Dunque, l’onere probatorio previsto nei commi 1 e 2 dell’art.10 del decreto deve necessariamente essere assolto dal PSP con riguardo ad ambedue i profili (autenticazione ed esecuzione delle operazioni di pagamento, nonché colpa grave dell’utilizzatore), da ritenersi necessarie complementari.
A tal fine, bisogna ritenere che la semplice produzione in giudizio del “log informatico” relativo all’operazione contestata, senza altra allegazione diretta a comprovare, in via presuntiva, l’apporto causale del ricorrente nel compimento dell’operazione stessa, non è sufficiente perché possa considerarsi assolto l’onere probatorio posto a carico dell’intermediario ai sensi del comma 2 della norma.
Può, tuttavia, ritenersi che, nel caso in cui l’intermediario si sia costituito nel procedimento, fornendo prova dell’autenticazione e della regolarità formale dell’operazione, ma nulla abbia dedotto in merito alla colpa grave dell’utente, il Collegio possa comunque affermarne l’accertamento se palesemente emergente dalle dichiarazioni rese dal ricorrente in sede di denuncia all’autorità giudiziaria e/o nel ricorso.

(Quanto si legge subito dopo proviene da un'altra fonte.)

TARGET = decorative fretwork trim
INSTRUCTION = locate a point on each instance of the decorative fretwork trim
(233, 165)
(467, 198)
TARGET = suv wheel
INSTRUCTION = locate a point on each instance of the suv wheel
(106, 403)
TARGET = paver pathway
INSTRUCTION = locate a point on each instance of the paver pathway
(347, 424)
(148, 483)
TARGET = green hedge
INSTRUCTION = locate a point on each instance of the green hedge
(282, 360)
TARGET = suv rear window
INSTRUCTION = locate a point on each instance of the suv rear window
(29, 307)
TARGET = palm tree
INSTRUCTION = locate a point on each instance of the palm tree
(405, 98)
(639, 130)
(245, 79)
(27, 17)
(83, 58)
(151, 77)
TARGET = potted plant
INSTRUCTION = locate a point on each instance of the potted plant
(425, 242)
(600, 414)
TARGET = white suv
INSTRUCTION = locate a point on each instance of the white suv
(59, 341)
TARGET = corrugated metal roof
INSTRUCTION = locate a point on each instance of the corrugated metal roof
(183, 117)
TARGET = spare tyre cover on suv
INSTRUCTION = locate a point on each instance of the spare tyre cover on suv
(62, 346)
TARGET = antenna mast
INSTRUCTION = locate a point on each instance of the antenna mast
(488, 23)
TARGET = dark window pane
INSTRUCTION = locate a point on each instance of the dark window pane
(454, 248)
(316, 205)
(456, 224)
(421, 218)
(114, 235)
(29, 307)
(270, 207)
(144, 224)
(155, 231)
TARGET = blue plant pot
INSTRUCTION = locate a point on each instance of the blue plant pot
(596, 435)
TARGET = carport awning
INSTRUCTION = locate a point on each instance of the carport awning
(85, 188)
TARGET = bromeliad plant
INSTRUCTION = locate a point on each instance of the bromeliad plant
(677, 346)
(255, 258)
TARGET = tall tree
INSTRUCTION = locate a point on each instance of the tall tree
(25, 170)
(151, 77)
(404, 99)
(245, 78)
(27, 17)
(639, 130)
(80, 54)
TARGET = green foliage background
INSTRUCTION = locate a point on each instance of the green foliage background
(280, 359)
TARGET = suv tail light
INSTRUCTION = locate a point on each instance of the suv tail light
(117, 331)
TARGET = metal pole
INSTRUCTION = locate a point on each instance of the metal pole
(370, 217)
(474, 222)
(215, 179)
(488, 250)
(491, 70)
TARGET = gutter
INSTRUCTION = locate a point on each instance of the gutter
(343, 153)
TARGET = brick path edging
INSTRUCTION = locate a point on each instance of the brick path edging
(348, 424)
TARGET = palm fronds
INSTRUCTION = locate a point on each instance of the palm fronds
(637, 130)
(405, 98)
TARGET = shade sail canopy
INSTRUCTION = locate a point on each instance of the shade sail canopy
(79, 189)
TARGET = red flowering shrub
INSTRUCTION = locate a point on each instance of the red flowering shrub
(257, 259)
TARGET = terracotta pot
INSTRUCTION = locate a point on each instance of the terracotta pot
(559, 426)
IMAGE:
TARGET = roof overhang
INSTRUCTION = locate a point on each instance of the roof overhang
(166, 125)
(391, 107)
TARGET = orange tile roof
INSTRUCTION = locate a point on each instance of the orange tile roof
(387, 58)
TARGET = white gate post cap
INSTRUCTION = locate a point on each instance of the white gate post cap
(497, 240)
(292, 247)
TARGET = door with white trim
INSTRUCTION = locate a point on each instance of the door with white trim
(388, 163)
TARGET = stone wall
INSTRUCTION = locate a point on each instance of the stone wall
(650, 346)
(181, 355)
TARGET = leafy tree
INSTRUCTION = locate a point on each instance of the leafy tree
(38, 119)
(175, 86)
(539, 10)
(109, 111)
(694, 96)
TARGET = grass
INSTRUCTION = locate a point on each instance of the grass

Viene così enunciato il principio interpretativo secondo cui:
la previsione di cui all’art. 10, comma 2, del d. lgs. n.11/2010 in ordine all’onere posto a carico del PSP della prova della frode, del dolo o della colpa grave dell’utilizzatore, va interpretato nel senso che la produzione documentale volta a provare l’”autenticazione” e la formale regolarità dell’operazione contestata non soddisfa, di per sé, l’onere probatorio, essendo necessario che l’intermediario provveda specificamente a indicare una serie di elementi di fatto che caratterizzano le modalità esecutive dell’operazione dai quali possa trarsi la prova, in via presuntiva, della colpa grave dell’utente.